An international squad of scientists from Leicester, Yale, Oxford as well as London has discovered a rare as well as exceptionally well-preserved tiny crustacean inwards 430 million-years-old rocks inwards Herefordshire, UK. The fossil is a novel species of ostracod, a relative of crabs as well as shrimps as well as is simply a few millimetres long.
The specimen has been given the advert Spiricopia aurita, from the Latin words for 'breath of life', 'abundance' as well as 'ears'.
Professor David Siveter, from the University of Leicester's School of Geography, Geology as well as the Environment, said: "This is an exciting as well as rare find, inwards which the soft parts of the animate beingness are preserved equally good equally its shell. In almost all cases such fleshy structures are denied to the fossil record. It gives us a tantalising window into the palaeobiology of the animate beingness as well as hither yields noesis near of import organ-systems as well as associated metabolic activities inwards what is a widespread grouping of fossil as well as living arthropods."

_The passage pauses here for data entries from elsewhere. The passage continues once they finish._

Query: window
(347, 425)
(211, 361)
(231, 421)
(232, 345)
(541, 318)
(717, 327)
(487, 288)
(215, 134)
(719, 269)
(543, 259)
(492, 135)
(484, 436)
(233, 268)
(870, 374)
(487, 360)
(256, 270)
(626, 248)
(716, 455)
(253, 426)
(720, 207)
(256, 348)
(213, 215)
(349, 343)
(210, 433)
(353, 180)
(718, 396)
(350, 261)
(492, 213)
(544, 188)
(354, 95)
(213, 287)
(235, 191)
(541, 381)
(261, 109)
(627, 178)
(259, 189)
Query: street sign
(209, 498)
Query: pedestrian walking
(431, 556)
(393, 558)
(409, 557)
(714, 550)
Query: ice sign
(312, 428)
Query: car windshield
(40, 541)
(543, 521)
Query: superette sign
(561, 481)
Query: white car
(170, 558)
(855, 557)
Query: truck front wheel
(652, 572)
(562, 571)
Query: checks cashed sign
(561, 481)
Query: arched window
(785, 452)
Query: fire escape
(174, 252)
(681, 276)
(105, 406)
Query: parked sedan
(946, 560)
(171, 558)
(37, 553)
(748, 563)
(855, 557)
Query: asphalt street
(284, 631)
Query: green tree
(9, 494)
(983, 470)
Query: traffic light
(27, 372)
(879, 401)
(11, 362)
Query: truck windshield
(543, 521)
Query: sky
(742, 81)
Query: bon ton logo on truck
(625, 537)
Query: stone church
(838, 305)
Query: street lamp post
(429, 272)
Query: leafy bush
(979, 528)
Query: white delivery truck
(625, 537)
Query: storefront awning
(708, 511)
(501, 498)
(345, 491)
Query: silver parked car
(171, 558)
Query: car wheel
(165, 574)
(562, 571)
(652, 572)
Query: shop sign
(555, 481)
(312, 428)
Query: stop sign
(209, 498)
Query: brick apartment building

It lived inwards a body of body of water that covered much of southern Great Britain as well as beyond during the Silurian catamenia (about 443-420 i grand one thousand years ago). An influx of volcanic ash entombed the animals living at that topographic point as well as they were fossilised as well as preserved intact inside difficult calcareous nodules.
The fossil was recovered from its host stone using a digital reconstruction technique that involves grinding downward the actual fossil as well as rock, layer past times wafer-thin layer, as well as and then producing a virtual fossil.
The query has been published inwards the Royal Society mag Biology Letters.